Why Medicine and Art belong together

This was the theme of a lecture given by Prof. Dr Karl-Josef Kuschel, theologian, literary scholar, and President of the International Hesse Society, on the occasion of an invitation to the Josephinum, followed by a concert of Franz Schubert’s song cycle “Die Winterreise”. Schubert had once received medical treatment in a hospital located in the immediate vicinity of the Josephinum.

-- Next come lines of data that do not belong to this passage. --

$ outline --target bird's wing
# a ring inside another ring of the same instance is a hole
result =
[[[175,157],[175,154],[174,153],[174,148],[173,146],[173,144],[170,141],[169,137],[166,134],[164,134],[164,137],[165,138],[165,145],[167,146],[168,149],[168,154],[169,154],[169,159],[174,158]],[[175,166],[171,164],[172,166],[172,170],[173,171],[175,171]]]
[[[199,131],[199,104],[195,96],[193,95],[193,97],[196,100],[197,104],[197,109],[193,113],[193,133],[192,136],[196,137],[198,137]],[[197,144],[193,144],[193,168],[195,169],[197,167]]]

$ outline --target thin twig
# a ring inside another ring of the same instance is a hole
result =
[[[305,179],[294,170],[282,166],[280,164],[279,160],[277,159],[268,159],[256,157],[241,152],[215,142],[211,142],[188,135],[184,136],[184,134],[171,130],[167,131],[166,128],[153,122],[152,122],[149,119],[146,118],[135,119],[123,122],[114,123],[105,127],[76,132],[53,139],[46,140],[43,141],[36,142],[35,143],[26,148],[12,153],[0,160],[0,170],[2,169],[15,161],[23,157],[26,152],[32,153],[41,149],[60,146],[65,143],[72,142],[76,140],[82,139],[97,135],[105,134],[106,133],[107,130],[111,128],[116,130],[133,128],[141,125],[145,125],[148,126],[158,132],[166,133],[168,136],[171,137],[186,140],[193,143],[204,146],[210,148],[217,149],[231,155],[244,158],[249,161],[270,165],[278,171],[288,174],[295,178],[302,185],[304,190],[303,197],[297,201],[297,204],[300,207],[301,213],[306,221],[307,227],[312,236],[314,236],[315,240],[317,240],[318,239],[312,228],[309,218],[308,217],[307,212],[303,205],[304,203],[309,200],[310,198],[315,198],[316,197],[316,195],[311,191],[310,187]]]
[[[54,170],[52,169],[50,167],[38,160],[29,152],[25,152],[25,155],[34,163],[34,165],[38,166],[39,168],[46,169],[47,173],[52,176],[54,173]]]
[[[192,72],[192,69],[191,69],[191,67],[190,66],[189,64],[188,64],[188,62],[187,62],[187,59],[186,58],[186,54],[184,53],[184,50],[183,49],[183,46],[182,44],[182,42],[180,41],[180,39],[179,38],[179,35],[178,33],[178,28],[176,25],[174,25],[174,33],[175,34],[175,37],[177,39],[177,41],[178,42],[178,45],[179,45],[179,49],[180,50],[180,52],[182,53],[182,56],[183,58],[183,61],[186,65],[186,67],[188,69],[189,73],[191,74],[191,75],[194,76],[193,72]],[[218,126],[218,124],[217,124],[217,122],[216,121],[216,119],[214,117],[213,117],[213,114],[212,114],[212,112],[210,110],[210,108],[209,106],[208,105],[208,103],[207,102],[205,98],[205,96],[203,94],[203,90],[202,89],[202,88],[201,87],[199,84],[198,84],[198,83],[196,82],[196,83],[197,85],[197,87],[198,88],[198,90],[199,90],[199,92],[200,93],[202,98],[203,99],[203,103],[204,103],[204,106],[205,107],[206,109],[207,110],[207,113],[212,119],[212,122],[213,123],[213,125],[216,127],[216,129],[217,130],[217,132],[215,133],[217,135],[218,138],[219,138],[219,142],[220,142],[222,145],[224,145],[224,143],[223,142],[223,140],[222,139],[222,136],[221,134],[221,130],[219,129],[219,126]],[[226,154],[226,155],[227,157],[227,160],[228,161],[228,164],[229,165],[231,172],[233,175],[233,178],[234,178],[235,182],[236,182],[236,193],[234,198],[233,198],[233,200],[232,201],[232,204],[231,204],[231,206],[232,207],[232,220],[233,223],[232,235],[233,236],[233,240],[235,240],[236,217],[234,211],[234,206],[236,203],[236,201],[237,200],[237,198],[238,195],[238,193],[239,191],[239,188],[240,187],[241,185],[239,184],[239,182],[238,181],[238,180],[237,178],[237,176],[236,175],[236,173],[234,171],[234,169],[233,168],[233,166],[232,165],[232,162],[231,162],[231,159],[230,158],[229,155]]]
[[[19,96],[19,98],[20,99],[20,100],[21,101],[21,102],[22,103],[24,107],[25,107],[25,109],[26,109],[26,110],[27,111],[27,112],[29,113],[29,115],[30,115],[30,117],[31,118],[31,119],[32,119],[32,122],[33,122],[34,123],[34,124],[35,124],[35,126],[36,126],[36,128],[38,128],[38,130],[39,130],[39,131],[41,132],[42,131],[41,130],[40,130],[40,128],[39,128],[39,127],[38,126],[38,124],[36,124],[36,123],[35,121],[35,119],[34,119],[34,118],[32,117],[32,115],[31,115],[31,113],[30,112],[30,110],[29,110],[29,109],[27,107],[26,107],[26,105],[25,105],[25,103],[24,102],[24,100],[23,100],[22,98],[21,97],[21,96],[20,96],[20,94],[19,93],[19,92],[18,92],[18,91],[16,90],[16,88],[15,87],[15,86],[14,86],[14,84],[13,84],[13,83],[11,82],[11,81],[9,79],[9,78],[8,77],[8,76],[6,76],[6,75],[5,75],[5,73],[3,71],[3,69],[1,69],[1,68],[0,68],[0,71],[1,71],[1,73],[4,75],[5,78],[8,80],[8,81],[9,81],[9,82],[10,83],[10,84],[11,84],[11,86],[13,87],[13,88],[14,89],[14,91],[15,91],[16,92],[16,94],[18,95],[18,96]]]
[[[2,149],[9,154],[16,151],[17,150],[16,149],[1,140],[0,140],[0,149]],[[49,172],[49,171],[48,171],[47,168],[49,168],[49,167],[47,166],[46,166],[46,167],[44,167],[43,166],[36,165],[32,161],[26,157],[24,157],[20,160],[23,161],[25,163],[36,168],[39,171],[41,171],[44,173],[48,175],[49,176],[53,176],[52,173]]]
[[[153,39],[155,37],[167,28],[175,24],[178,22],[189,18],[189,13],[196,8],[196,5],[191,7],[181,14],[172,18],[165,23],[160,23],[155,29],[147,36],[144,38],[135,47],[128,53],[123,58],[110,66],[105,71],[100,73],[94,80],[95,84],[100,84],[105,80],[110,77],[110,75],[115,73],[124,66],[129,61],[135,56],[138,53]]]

In 1827, the gravely ill and lonely Schubert worked on setting Wilhelm Müller’s cycle of poems to music as the song cycle “Die Winterreise”. Having contracted syphilis in 1822—a diagnosis that at the time equated to a death sentence—Schubert expressed his suffering with remarkable intensity through this composition, creating a profound sense of the connection between music and medicine.

Illness is often experienced as a rupture in everyday life, tearing people out of their “normal” existence. Works of literature or music can help to overcome what paralyses us, or to give voice to what seems unspeakable.

“As Kuschel put it, ‘It is precisely through the sensory perception of the art of sound that opportunities for reflection beyond the banal and the everyday can be experienced. Experiences of interruption become possible.’ For him personally, these are experiences of transcending—of moving beyond one’s own often narrow and limited horizon.”